Funeral traditions help make up my sense of history and place, and my own sense of self. I grew up in Springfield, IL. Our annual grade school field trips meant visits to the cemetery: to Oak Ridge, where Abraham Lincoln is buried, or to Camp Butler national cemetery, to view the Civil War dead.

To say I was steeped in the Lincoln traditions would not be an exaggeration. And since father's family is buried in Oak Ridge Cemetery and my mother's family is buried in Crown Hill Cemetery in Indianapolis -- another site filled with historical associations - separating my family's history from funeral tradition is nigh on impossible.

My connections to funeral service are woven into the fabric of my life, a fabric that was created before I was born and one that will continue to comfort - like the Peanuts character Linus' blanket - through the lives of my children. As the blanket wears, new fabric is added, and if the sewing is seamless, the comfort and sense of stability and honor remain.

Charitable giving, too, can be a part of a personal pattern of tradition. If you're a "boomer" like me, perhaps you remember the UNICEF cartons at Halloween, MDA "carnivals" or Boy Scout paper drives. Did you help your mother or grandmother bake for a bake sale? Did your parents deliver Meals on Wheels?

Your parents may have focused their charitable giving on supporting their place of worship and an alma mater or two. Perhaps they were able to create a small family foundation through which their philanthropic goals could be realized. Or perhaps those "urges to give" have never been realized.

If giving hasn't become part of your own family's personal tradition, why not take a few initial steps together. If you have young children, you may want to start by visiting a local nursing home or senior center: consider volunteering to visit on a regular basis. Hook up with a food pantry or kitchen.

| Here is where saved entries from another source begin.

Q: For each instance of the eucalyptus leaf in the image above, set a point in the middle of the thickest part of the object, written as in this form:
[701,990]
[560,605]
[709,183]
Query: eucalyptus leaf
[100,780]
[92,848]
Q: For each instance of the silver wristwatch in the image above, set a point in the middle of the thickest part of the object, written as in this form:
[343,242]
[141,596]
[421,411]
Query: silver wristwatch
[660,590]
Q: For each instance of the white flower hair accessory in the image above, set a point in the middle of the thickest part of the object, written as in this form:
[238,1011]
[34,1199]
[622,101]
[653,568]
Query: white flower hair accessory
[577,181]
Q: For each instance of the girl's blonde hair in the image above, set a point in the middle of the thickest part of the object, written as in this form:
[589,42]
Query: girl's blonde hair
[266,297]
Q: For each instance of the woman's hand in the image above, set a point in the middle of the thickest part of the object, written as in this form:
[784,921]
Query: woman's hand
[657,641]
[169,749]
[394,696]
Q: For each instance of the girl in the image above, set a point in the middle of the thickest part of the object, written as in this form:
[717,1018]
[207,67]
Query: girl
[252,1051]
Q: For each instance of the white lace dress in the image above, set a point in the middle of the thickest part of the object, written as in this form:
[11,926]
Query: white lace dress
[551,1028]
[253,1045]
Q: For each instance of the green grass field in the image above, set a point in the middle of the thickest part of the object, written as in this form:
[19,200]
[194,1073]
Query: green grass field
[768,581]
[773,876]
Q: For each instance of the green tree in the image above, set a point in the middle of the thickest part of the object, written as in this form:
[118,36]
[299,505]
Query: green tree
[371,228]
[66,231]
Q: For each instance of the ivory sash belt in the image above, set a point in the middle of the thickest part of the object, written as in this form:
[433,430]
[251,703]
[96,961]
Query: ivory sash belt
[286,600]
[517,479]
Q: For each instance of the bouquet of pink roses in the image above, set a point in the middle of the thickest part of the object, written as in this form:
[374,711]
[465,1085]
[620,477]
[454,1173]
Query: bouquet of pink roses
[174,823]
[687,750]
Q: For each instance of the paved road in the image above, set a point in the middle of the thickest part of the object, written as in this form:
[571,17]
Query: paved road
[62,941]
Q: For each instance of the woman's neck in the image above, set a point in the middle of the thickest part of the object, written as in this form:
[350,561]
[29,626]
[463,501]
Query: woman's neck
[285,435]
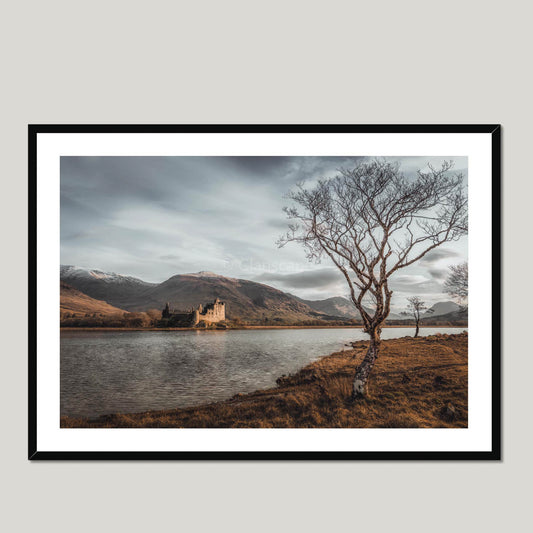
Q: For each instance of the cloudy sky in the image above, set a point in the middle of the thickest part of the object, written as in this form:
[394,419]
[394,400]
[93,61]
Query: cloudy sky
[154,217]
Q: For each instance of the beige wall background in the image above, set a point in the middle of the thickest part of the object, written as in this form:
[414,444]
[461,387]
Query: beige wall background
[266,62]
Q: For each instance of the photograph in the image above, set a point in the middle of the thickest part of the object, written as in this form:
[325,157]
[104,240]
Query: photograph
[264,291]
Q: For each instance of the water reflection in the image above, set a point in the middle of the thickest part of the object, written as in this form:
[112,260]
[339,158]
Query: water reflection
[130,371]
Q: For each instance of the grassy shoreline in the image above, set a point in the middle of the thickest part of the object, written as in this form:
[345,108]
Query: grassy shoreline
[419,382]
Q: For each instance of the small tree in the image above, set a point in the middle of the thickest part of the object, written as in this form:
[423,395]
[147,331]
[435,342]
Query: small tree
[456,284]
[372,221]
[415,306]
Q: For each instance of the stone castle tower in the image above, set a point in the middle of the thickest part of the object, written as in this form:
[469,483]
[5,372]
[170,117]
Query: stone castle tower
[214,312]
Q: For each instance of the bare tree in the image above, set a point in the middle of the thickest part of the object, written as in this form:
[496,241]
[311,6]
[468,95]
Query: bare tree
[372,221]
[456,284]
[415,306]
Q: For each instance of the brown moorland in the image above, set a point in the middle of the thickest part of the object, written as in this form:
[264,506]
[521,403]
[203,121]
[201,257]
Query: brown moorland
[416,383]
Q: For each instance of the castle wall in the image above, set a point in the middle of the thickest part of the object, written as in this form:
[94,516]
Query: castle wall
[213,313]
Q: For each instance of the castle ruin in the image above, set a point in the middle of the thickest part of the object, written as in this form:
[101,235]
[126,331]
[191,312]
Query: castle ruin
[210,313]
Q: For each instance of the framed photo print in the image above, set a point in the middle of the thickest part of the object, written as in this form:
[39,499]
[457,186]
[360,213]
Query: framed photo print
[264,292]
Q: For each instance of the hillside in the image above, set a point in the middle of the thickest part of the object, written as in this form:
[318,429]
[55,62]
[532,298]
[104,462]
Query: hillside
[115,289]
[243,299]
[442,308]
[341,307]
[416,383]
[249,301]
[74,302]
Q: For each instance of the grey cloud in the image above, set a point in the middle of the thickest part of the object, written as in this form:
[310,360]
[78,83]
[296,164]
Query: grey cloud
[438,273]
[437,255]
[153,217]
[310,279]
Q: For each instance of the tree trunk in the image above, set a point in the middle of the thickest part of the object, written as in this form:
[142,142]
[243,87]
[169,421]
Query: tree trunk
[363,371]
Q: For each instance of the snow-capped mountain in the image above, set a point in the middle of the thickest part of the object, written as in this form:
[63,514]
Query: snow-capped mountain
[76,272]
[442,308]
[115,289]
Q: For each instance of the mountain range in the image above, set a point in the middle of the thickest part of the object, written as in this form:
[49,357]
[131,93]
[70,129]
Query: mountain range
[244,299]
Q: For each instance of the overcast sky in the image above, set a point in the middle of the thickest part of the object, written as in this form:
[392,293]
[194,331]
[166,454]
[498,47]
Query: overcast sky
[154,217]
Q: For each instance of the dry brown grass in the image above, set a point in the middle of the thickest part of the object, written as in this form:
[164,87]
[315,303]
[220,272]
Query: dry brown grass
[416,383]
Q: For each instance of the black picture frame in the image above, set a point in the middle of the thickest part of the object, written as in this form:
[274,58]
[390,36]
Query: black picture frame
[494,454]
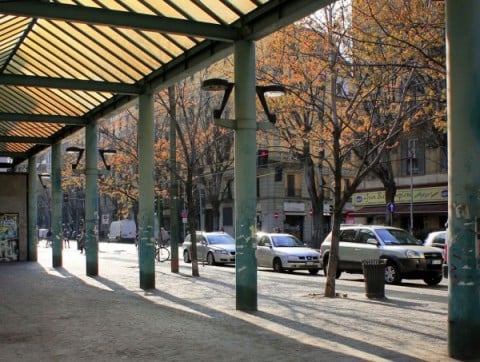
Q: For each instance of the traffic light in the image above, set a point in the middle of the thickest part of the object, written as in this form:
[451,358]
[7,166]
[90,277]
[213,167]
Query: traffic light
[278,173]
[262,158]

Make holiday time a giving-to-strangers time. Send messages to our soldiers. Call your local humane society and learn how you can help as a family.

It's easy to begin to add a new tradition of generosity and compassion to your Linus blanket of comfort and stability. Or to continue the fabric pieced together for you by the "tailors and seamstresses" who have preceded you. Not only will you model a philanthropic orientation for those who matter to you, your own sense of history, place and self will be greatly enriched.